I spent today at a “conference” called NI Days, which was really just a day long pitch by National Instruments about their LabView software. It was however quite interesting, the two parts which caught my attention where the “graphical programming” and the “dll importer”.
The graphical programming worked by creating graphical boxes (which represent functions) and then wiring input and output together. The system looked like a very good for doing parallel and concurrent systems.
The problem with our current programming languages, like Python is that it doesn’t scale well, both in performance and code development time, to multiple processor and concurrent systems. Things like stackless and greenlets are attempts to make this much easier.
The problem with these “solutions” is that when using their system is then very hard to visualise where data is going and what critical paths exist (IE Where the system will block waiting for data). Graphical Programming would have a real advantage in this area. In the world of human resource scheduling, visualisation processes have long been used in the form of Gantt charts (or Gnat chart as my brain keeps making me type).
Another problem with these systems is they are based around message passing. When you want to move around and process large blocks of continuous data (such as when you are doing Software Defined Radio – which would otherwise fit perfectly into the blocked based concurrent systems) this sucks. The main reason the systems are based around message passing is because it gets rid of the problem of locks. Locking is the cause of most headaches in concurrent systems and involves horrible corner cases like “thread a has lock alpha and wants lock beta but thread b has lock beta and wants lock alpha”. By having data “flow” out of one system into another via a queue like structure (probably a circular queue for most systems) means many of these locking problems go away (as a queue is inherently lock safe).
The other thing which caught my eye was the “dll importer” which look suspiciously like how the ctypes code generator works. The importer uses the C header file to figure out how to call C code in a DLL. It then “automagically” creates the graphical elements which you then places and wire like anything else in LabView.
I think you could easily build a basic graphical programming language very quickly using some type of existing canvas (maybe Dia, Inkscape or wxFloatCanvas). It’s then just a matter of doing a ctypes (which uses FFI and gcc-xml) like system to automatically generate the graphical elements for currently existing code.

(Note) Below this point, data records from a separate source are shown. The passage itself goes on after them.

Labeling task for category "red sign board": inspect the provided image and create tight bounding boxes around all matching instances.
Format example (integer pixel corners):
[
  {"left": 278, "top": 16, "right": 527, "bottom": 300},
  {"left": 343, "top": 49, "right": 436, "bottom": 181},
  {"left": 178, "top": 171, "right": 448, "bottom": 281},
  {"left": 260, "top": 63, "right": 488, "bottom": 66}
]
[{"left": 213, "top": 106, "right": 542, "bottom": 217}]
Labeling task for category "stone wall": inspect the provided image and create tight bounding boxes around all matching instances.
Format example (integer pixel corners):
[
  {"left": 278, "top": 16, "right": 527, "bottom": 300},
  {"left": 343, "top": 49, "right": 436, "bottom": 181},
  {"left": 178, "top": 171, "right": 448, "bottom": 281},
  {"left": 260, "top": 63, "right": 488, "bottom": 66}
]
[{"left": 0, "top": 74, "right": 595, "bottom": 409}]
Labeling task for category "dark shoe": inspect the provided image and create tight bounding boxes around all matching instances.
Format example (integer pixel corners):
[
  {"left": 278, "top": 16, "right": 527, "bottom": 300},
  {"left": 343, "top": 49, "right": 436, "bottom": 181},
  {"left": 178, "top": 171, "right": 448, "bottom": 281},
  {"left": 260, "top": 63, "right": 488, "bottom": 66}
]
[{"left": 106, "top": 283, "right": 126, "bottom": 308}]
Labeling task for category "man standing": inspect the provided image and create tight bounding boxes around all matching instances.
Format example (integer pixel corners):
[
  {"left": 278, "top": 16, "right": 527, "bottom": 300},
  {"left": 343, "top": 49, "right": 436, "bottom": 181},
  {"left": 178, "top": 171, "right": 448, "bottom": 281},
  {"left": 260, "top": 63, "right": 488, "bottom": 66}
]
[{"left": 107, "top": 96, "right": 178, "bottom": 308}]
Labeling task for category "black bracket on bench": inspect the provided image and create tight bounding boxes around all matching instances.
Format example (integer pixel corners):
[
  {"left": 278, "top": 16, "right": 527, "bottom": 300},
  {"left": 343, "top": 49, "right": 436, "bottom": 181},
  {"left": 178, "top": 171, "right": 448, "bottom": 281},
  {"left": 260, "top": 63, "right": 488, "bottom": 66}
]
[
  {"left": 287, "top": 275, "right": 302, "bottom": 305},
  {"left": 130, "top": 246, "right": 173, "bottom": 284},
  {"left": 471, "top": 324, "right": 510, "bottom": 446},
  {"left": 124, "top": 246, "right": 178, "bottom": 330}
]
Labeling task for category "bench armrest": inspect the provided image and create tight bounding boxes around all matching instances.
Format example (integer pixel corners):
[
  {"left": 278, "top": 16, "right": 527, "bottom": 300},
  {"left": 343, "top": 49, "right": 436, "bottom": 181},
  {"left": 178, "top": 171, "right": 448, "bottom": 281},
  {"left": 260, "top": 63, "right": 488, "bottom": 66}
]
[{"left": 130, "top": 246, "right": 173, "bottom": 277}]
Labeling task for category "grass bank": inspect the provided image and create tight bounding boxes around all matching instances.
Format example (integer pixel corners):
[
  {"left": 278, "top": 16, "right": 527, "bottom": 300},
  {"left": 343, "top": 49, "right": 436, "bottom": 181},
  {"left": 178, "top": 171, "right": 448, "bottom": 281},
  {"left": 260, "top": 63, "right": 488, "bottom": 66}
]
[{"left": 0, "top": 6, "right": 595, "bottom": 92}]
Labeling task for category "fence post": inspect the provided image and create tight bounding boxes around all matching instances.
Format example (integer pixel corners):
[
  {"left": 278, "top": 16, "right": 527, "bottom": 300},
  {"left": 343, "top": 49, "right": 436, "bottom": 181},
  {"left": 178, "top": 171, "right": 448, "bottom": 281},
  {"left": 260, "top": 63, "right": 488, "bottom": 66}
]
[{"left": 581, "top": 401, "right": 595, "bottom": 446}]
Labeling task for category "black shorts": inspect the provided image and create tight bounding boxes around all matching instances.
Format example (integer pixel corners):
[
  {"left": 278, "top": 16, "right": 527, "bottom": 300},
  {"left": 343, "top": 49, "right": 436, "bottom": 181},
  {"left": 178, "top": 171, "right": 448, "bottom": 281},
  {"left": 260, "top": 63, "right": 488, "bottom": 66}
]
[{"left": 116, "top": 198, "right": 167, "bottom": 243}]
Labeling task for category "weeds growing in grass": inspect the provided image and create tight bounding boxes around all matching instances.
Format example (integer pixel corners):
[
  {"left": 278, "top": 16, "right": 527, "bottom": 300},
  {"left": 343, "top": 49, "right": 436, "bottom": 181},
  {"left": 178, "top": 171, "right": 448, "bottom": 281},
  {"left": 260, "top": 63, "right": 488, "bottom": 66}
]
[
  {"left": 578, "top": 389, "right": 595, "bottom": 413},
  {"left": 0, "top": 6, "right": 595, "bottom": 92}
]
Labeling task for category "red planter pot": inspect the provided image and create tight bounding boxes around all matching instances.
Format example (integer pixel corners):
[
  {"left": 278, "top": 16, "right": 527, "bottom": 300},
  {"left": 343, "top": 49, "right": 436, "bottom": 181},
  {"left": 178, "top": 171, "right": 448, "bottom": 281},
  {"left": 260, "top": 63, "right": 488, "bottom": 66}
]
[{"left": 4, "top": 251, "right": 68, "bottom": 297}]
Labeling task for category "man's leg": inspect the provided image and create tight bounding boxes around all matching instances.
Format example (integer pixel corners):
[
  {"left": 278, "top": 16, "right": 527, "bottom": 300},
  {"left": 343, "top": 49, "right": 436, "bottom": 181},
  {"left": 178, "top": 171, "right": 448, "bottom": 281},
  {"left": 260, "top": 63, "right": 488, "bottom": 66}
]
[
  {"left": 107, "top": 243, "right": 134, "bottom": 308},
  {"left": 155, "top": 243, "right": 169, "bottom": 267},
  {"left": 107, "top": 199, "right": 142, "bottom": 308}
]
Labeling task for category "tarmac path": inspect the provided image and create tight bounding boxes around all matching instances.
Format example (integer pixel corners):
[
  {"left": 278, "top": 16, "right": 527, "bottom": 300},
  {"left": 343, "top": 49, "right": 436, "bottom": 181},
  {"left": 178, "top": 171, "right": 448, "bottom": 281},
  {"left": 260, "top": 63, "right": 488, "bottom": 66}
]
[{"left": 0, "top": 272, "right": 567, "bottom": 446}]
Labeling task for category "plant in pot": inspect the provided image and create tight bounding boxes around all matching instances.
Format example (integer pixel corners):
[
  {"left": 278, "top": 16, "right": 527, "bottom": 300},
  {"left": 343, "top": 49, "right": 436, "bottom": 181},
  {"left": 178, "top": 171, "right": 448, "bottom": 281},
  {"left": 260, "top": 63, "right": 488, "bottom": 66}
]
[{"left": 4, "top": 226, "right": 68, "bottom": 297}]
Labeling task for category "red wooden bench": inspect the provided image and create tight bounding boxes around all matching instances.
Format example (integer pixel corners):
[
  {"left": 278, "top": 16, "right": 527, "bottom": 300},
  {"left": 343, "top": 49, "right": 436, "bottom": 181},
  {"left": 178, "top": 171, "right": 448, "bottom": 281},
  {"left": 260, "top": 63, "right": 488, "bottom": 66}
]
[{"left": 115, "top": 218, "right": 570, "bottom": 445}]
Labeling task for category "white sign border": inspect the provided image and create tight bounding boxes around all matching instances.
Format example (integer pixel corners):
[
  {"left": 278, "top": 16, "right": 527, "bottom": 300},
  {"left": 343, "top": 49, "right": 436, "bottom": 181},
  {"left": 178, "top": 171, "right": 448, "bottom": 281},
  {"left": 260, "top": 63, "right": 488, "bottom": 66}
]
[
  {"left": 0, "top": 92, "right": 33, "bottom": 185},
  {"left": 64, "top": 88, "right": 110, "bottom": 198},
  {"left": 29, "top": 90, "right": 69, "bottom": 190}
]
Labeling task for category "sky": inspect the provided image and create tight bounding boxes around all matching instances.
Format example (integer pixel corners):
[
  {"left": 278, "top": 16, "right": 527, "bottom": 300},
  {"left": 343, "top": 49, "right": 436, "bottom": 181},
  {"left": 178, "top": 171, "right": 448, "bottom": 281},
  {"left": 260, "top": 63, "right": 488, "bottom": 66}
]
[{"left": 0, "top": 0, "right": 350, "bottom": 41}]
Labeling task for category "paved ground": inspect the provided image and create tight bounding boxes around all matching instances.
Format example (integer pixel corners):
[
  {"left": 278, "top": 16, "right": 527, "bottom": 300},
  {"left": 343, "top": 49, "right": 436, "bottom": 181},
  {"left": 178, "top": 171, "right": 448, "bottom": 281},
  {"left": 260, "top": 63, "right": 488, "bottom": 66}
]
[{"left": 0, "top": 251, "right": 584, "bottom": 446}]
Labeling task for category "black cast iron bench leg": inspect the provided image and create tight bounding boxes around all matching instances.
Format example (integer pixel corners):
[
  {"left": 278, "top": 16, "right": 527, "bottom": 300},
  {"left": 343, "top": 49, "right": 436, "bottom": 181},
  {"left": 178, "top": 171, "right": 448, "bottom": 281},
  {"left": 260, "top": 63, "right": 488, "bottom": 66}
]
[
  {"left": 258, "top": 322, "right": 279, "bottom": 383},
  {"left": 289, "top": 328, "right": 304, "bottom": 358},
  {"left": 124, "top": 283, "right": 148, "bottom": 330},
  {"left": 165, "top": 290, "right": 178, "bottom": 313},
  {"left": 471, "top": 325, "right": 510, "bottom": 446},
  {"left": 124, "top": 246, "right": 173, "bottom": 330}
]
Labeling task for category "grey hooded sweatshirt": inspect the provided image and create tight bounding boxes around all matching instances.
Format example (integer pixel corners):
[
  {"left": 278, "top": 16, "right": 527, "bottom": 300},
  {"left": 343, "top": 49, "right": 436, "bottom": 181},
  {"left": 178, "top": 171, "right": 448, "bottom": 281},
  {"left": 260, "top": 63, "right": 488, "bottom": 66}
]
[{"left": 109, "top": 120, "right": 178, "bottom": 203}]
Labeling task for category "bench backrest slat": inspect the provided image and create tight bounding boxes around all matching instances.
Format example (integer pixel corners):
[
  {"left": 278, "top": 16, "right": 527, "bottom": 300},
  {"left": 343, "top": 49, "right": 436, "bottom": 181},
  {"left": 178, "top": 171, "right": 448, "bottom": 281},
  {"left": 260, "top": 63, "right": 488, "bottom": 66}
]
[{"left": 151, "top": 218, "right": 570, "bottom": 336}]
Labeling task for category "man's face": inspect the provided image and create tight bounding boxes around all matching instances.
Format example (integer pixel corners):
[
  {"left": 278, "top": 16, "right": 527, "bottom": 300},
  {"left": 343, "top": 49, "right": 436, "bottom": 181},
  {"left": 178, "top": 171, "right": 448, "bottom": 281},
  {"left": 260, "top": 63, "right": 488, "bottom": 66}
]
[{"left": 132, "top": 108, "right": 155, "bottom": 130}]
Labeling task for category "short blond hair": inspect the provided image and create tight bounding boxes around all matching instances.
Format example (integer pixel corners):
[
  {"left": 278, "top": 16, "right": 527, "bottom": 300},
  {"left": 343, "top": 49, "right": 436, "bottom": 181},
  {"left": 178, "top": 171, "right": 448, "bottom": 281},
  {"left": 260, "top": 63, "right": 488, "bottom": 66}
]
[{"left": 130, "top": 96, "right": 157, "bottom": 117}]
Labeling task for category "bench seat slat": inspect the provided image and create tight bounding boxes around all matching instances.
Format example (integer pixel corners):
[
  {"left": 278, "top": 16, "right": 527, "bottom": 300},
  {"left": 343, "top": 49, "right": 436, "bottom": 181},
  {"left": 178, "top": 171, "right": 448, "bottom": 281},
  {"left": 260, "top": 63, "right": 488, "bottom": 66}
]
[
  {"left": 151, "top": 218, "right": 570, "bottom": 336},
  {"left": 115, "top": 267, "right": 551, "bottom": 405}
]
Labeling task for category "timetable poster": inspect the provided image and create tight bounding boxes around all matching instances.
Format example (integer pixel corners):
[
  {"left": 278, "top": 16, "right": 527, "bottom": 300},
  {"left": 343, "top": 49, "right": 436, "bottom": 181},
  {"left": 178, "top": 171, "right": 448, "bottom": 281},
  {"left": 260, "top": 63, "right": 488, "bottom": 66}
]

You would probably want to output run on something like the Erlang VM (Erlang is a cool language with a syntax designed by retarded monkeys) so you have access to microthreads. The result would be something which should be easy to use, scales well and already has a huge amount of code which can be used.
Actual implementation is left up to the reader as I just don’t have the time to do it :/. I need to concentrate on Thousand Parsec, I may come back to it at some later date, but I doubt it. If you do end up doing something – please send me a line.